A new tracer allows visualization of abnormal protein deposits—called amyloid plaques—in human diseases like Alzheimer’s and Creutzfeldt-Jakob and in prion diseases in animals like scrapie (similar to mad cow disease), according to researchers at the University of Pennsylvania and CHRU Tours in France. Their results were presented this week at the SNM’s 53rd Annual Meeting in San Diego.
“This amyloid tracer IMPY—which detects amyloid plaques in the human brain—provides an excellent starting point for parallel research in humans and animals,” said Denis Guilloteau, a biophysics professor and radiopharmacist in the nuclear medicine department of the Centre Hospitalier Universitaire Tours (CHRU) in France. “With IMPY, we were able to visualize abnormal protein in both neurodegenerative diseases—Alzheimer’s and scrapie—and this could provide new directions for future research,” he added. There are similarities between the loss of brain function in prion diseases and in Alzheimer’s disease, and an understanding of prion diseases will add to the understanding of what happens to the brain with Alzheimer’s disease, explained the co-author of “IMPY, a Beta-Amyloid Imaging Probe for Prion Detection.” In addition, the tracer may be used for research in the veterinary field, he noted.
Alzheimer’s disease is a progressive, irreversible brain disorder with no known cause or cure. Symptoms may include memory loss, confusion, impaired judgment, disorientation and loss of language skills. More than 4.5 million Americans are believed to have Alzheimer’s disease, and by 2050, the number could increase to 13.2 million.
Prions are abnormal, transmissible agents—with no DNA—that are able to induce abnormal folding of normal cellular prion proteins in the brain, leading to brain damage and the characteristic signs and symptoms of the disease. Prions cause a number of rare progressive neurodegenerative disorders that affect both humans and animals, and the diseases are usually rapidly progressive and always fatal. Creutzfeldt-Jakob disease is a rare, degenerative human brain disorder. Scrapie is a degenerative disease that affects the nervous systems of sheep and goats, and it is related to mad cow disease. Currently, a brain autopsy is necessary to obtain a definite diagnosis for Alzheimer’s and Creutzfeldt-Jakob. Guilloteau noted that investigating the prion animal diseases could form a model for future research in human disease. “It is important to study human neurodegenerative diseases and animal prion diseases in parallel,” he said.
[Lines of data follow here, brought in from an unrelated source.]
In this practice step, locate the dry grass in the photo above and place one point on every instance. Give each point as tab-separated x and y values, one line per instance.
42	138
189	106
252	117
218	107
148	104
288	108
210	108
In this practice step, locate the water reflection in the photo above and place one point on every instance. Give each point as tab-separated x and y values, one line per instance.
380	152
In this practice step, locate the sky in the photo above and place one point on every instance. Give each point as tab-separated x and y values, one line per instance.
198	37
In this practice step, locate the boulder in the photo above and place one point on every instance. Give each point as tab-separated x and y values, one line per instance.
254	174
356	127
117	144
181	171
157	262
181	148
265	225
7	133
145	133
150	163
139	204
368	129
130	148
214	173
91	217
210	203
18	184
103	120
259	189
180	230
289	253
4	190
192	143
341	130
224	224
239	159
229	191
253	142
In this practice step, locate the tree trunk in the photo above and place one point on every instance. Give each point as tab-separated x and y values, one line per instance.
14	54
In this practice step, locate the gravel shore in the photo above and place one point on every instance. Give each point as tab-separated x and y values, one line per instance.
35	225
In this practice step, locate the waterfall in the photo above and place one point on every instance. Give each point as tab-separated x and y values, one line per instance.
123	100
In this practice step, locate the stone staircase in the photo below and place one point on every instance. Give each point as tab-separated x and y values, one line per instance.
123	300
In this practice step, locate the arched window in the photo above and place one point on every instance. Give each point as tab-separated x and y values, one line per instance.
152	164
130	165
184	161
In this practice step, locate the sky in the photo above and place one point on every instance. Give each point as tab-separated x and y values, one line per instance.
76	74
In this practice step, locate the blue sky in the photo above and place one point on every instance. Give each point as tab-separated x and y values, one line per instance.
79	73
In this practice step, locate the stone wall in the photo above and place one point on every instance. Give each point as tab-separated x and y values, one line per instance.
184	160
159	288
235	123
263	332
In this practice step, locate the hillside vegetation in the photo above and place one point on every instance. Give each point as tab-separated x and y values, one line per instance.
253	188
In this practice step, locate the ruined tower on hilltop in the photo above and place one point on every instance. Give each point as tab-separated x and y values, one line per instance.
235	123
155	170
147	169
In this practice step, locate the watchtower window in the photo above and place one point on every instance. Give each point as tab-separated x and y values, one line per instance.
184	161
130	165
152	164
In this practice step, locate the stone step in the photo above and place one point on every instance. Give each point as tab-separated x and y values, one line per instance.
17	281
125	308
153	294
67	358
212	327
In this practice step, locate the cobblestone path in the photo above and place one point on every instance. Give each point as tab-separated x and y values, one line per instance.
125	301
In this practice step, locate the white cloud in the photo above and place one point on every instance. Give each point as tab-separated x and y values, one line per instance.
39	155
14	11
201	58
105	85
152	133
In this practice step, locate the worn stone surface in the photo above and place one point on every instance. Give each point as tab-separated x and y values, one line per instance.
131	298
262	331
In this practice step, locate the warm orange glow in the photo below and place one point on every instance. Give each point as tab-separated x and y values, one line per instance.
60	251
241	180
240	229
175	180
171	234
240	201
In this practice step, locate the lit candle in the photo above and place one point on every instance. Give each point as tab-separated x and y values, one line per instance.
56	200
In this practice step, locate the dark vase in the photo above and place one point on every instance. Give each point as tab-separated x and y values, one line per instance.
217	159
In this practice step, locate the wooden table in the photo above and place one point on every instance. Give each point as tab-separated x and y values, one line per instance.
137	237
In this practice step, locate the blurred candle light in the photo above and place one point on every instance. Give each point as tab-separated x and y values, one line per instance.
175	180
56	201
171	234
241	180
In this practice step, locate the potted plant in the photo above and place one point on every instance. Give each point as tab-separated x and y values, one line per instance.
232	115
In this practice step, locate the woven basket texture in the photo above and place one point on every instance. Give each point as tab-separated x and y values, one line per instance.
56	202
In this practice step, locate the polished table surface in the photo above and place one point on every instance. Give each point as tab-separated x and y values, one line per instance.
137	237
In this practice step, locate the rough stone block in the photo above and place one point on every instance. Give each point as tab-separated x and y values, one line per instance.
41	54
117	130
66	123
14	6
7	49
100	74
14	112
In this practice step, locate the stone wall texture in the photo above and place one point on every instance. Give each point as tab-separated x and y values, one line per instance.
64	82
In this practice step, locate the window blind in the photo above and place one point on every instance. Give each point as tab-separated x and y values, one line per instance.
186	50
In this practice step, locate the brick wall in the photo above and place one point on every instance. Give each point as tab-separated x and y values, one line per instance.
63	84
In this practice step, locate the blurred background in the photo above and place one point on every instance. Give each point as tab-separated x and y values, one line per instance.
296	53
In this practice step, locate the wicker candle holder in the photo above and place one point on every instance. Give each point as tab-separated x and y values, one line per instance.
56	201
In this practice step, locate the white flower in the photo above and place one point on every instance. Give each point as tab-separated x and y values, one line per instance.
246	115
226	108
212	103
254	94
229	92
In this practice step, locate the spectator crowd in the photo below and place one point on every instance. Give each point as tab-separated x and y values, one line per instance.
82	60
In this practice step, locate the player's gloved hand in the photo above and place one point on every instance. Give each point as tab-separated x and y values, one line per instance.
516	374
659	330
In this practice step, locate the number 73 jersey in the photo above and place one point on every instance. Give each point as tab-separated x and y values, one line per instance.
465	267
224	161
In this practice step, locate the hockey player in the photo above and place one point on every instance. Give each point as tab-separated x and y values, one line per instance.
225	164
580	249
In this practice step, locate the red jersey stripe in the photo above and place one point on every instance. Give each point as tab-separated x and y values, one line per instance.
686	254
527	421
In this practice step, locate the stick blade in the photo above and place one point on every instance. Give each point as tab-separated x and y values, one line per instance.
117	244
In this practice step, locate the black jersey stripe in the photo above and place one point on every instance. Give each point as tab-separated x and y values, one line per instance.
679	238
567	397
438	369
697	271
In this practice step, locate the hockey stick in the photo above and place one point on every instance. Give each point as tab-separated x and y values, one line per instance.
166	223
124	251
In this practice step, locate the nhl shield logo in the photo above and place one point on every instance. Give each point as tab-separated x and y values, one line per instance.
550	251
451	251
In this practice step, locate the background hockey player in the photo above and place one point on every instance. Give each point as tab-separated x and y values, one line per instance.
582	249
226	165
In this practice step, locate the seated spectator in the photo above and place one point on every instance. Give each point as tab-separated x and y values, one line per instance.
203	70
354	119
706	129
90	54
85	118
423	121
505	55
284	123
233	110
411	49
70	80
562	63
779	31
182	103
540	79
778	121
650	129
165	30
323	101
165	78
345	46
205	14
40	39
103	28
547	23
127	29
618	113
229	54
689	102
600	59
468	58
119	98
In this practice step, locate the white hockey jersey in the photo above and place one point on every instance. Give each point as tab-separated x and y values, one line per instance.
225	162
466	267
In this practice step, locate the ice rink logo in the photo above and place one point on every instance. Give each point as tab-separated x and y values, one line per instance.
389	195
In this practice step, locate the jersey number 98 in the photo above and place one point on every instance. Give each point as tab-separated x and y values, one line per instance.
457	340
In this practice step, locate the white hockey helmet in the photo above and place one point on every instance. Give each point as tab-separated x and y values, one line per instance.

Developing molecular agents such as IMPY may be useful for diagnosis and monitoring the progression of Alzheimer’s, noted Guilloteau. “The beta-amyloid tracer—developed by University of Pennsylvania researchers—is a very promising tool that may be used to discern an early diagnosis of Alzheimer’s with single photon emission computed tomography (SPECT), an imaging method available in many hospitals,” he added.
In the study, researchers used radioiodinated IMPY to bind to prion deposits in infected mice brain sections. Autoradiography, a procedure where an image is produced on photographic film by the radiation from a radioactive substance, showed a good visualization of these prion deposits, said Guilloteau. Major accumulations of radioactivity were seen in the cortex, colliculus, hippocampus, thalamus, cerebellum and pons. “Additional work needs to focus on the progression of disease in our animal model in vivo, and we must correlate the images with clinical symptoms,” he added.
Abstract: P. Song, J. Vergote and D. Guilloteau, all with nuclear medicine, CHRU Tours, Tours, France; B. Serge, H. LeRoux and P. Sarradin, INRA, Nouzilly, France; and M. Kung and H. Kung, radiology department, University of Pennsylvania, Philadelphia, Pa., “IMPY, a Beta-Amyloid Imaging Probe for Prion Detection,” SNM’s 53rd Annual Meeting, June 3–7, 2006, Scientific Paper 383.